インターフェイスエンドポイント (AWS PrivateLink) AWS Certificate Manager を使用した へのアクセス
を使用して AWS PrivateLink 、VPC と の間にプライベート接続を作成できます AWS Certificate Manager。インターネットゲートウェイ、NAT デバイス、VPN 接続、または AWS Direct Connect 接続を使用せずに、VPC 内にあるかのように ACM にアクセスできます。VPC 内のインスタンスは、ACM にアクセスするためにパブリック IP アドレスを必要としません。
このプライベート接続を確立するには、 AWS PrivateLinkを利用したインターフェイスエンドポイントを作成します。インターフェイスエンドポイントに対して有効にする各サブネットにエンドポイントネットワークインターフェイスを作成します。これらは、ACM 宛てのトラフィックのエントリポイントとして機能するリクエスタ管理のネットワークインターフェイスです。
詳細については、「 AWS PrivateLink ガイド」の「Access AWS のサービス through AWS PrivateLink」を参照してください。
ACM に関する考慮事項
ACM のインターフェイスエンドポイントを設定する前に、「 AWS PrivateLink ガイド」の「考慮事項」を参照してください。

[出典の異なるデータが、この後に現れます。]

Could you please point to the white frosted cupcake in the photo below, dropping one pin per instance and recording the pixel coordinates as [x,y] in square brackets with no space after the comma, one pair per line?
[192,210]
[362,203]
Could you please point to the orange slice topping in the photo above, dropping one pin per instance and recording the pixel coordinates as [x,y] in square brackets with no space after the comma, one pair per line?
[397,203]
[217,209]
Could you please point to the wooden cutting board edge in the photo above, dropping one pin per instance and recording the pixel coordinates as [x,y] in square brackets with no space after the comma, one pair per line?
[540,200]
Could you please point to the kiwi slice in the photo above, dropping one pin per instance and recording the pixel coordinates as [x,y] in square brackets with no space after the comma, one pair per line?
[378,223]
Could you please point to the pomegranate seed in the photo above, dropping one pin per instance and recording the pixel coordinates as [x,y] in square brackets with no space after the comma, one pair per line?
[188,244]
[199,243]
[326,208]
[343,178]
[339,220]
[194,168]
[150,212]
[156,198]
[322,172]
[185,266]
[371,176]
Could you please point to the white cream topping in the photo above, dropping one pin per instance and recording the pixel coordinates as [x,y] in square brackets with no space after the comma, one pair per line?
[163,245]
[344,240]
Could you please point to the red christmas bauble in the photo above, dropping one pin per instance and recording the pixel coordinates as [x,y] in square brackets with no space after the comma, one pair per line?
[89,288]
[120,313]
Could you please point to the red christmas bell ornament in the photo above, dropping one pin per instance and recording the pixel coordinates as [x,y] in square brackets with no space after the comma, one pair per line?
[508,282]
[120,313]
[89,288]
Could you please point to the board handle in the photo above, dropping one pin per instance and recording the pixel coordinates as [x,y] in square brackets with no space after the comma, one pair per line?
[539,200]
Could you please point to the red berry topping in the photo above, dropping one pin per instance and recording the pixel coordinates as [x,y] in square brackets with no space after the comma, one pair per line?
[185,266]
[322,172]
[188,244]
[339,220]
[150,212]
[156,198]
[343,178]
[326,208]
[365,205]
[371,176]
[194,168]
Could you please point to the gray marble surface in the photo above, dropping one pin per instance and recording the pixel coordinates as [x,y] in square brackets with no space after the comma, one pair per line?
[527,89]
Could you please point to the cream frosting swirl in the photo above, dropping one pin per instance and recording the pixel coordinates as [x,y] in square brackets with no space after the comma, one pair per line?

ACM AWS PrivateLink で を使用する場合の考慮事項を次に示します。
-
ACM は、インターフェイスエンドポイントを介したすべての API アクションの呼び出しをサポートしています。
-
ACM からリクエストされたパブリック証明書は、Amazon Trust Services
から取得および発行されます。ACM と Amazon Trust Services 間の通信は、パブリックインターネットを介して行われ、ACM はこれらの証明書を受け取ります。
ACM のインターフェイスエンドポイントを作成する
ACM のインターフェイスエンドポイントは、Amazon VPC コンソールまたは AWS Command Line Interface () を使用して作成できますAWS CLI。詳細については、「 AWS PrivateLink ガイド」の「インターフェイスエンドポイントの作成」およびAWS Certificate Manager 「 のエンドポイントとクォータ」を参照してくださいAWS 全般のリファレンス。
次のサービス名を使用して ACM のインターフェイスエンドポイントを作成します。
com.amazonaws.region.acm
インターフェイスエンドポイントのプライベート DNS を有効にすると、デフォルトのリージョン DNS 名を使用して ACM に API リクエストを行うことができます。例えば、acm.us-east-1.amazonaws.com。
インターフェイスエンドポイントのエンドポイントポリシーを作成する
エンドポイントポリシーは、インターフェイスエンドポイントにアタッチできる IAM リソースです。デフォルトのエンドポイントポリシーでは、インターフェイスエンドポイントを介して ACM へのフルアクセスを許可します。VPC から ACM に許可されるアクセスを制御するには、カスタムエンドポイントポリシーをインターフェイスエンドポイントにアタッチします。
エンドポイントポリシーは以下の情報を指定します。
-
アクションを実行できるプリンシパル (AWS アカウント、IAM ユーザー、IAM ロール)。
-
実行可能なアクション。
-
このアクションを実行できるリソース。
詳細については、AWS PrivateLink ガイドのControl access to services using endpoint policies (エンドポイントポリシーを使用してサービスへのアクセスをコントロールする)を参照してください。
例: ACM アクションの VPC エンドポイントポリシー
以下は、カスタムエンドポイントポリシーの例です。このポリシーをインターフェイスエンドポイントにアタッチすると、すべてのリソースのすべてのプリンシパルに対して、リストされている ACM アクションへのアクセスが許可されます。